Motorshow
Gemeinsam gegen Toyota in Detroit

Ihre Messestände in der Cobo Hall von Detroit liegen nur wenige Meter auseinander. Und doch trennen General Motors (GM) und Toyota Welten.

dpa-afx DETROIT. Während GM, seit 1931 der größte Autobauer, mit der vielleicht schwersten Krise seiner Geschichte kämpft, schickt sich Toyota an, schon in Kürze die weltweite Spitzenposition von GM zu erobern. Während GM 30 000 Stellen streicht und zwölf Fabriken schließt, lässt sich der japanische Autokonzern für seine fünf Werke in den USA feiern.

   Die Krise von GM und Ford und der anscheinend unaufhaltsame Aufstieg der japanischen Autokonzerne auf dem weltgrößten Fahrzeugmarkt führen zu bemerkenswerten Ein- und Aussichten. "Die US-Autoindustrie muss sich ändern - oder sie wird sterben", sagte vor wenigen Tagen Ford US-Chef Mark Fields. Und er fügte eine fast revolutionäre Erkenntnis an, die eine Trendwende bedeutet: "Small is big in America!" (Klein ist jetzt groß), meinte er bezogen auf die Fahrzeuggröße, und zwar vor allem bei den unter 30-Jährigen. Deshalb wollte der drittgrößte Autokonzern auf der Autoshow am Sonntag auch eine neue Kleinwagenstudie mit dem Namen Reflex präsentieren, die in wenigen Jahren auf den Markt kommen soll.
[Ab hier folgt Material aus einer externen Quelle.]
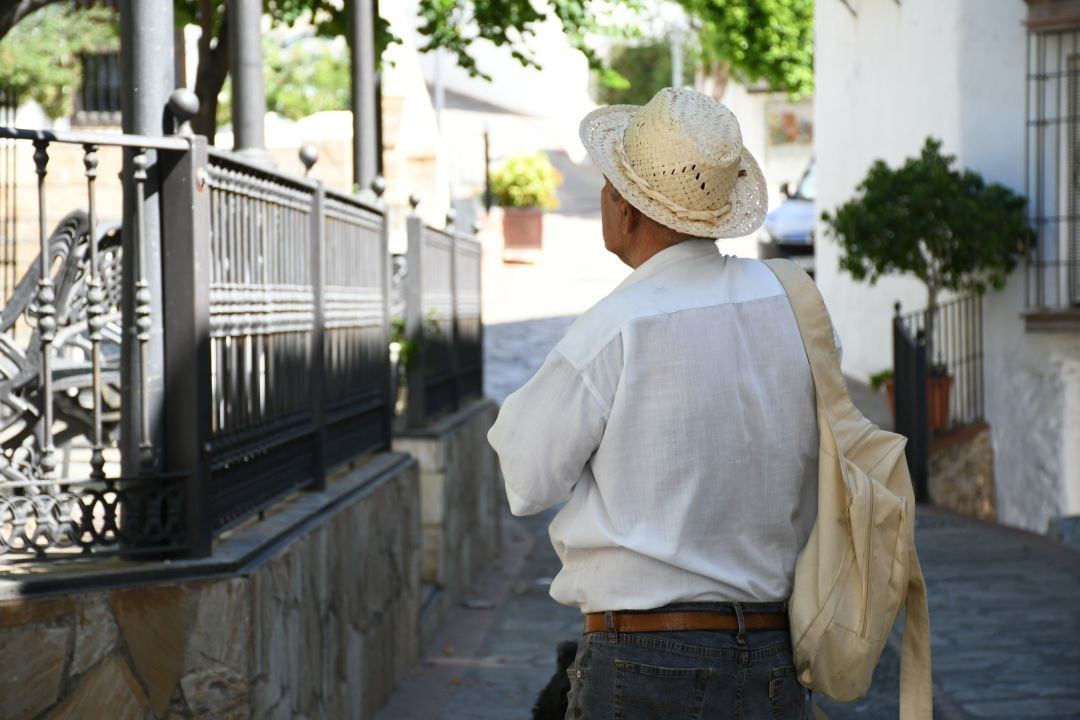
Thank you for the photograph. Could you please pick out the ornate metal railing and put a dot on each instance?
(444, 333)
(274, 327)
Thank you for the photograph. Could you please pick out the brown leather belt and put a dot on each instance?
(673, 622)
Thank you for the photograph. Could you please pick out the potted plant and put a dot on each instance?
(947, 227)
(525, 187)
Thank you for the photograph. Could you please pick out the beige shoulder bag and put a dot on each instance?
(859, 567)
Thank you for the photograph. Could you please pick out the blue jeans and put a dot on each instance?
(699, 675)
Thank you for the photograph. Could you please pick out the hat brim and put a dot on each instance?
(602, 131)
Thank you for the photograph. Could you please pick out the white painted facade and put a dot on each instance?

   Die bislang beliebten spritfressenden großen Geländewagen, neben denen sich ein Porsche Cayenne wie ein Ökomobil ausnimmt, sind zwar bei weitem noch nicht passé. Aber die Zukunft liegt bei Crossover-Konzepten, also Großraumfahrzeugen auf Limousinenbasis oder bei normalen kleineren Limousinen, zeigt sich der Ford-Manager überzeugt. Auch hier präsentiert Ford mit dem Ford Edge in Detroit eine Konzeptstudie. Und so wie er denken die meisten US-Automanager in Detroit. Denn sie wissen: Die Zeiten des billigen Benzins sind auch in den USA vorbei. Toyota hat diesen Trend bereits vor Jahren erkannt und sich mit der Hybrid-Technologie erfolgreich ein Öko-Image zugelegt. Jetzt bringen die Japaner ihre Bestseller-Limousine Camry, die 2005 über 400 000 Mal in den USA verkauft wurde, mit einem Hybrid auf den Markt.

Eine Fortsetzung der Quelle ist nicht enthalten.